By Joyce Remi- Babayeju
United Nations Children’s Fund, UNICEF, yesterday lit Abuja City Gate blue to raise attention to the need for government and other stakeholders to renew their commitment to the realisation of Children’s Rights in Nigeria.
UNICEF’s Chief of Communication in Nigeria, Eliana Drakopoulos, who spoke at the symbolic ceremony stressed the need for Children’s Rights to take centre stage in the country’s efforts towards achieving the Sustainable Development Goals, SDGs, by 2030.
Drakopoulos said: “We are lighting up the Abuja City Gate blue as a symbol of our commitment to children in this country. Every nation including Nigeria has improvements they can make on the realisation of the rights of children.
“So, it’s important that we look at these rights when we are seeking to achieve the SDGs. We have till 2030 to achieve these goals but we need to step up progress on the realisation of the rights of children to access quality education, healthcare and play.”
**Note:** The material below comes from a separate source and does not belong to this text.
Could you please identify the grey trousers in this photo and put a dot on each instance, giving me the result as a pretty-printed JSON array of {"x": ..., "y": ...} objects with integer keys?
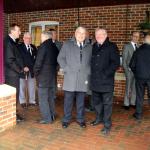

Also Geoffrey Njoku, UNICEF’s Communication Specialist Abuja, noted that iconic buildings around the world such as the New York Empire State Building, the Taj Mahal in India and the Sydney Opera would also be lit blue for a similar purpose.
Njoku called on the public to sign an online petition on Children’s Rights published on UNICEF website which will be presented to Heads of State at next year’s UN General Assembly to extract a fresh commitment from them towards realising these rights in their respective countries.
Minister of FCT, Mohammed Bello, further urged parents to avail their kids the opportunity to be part of the Children’s Parliament in Abuja and to use the platform for aggregating their voices towards the realisation and protection of their rights.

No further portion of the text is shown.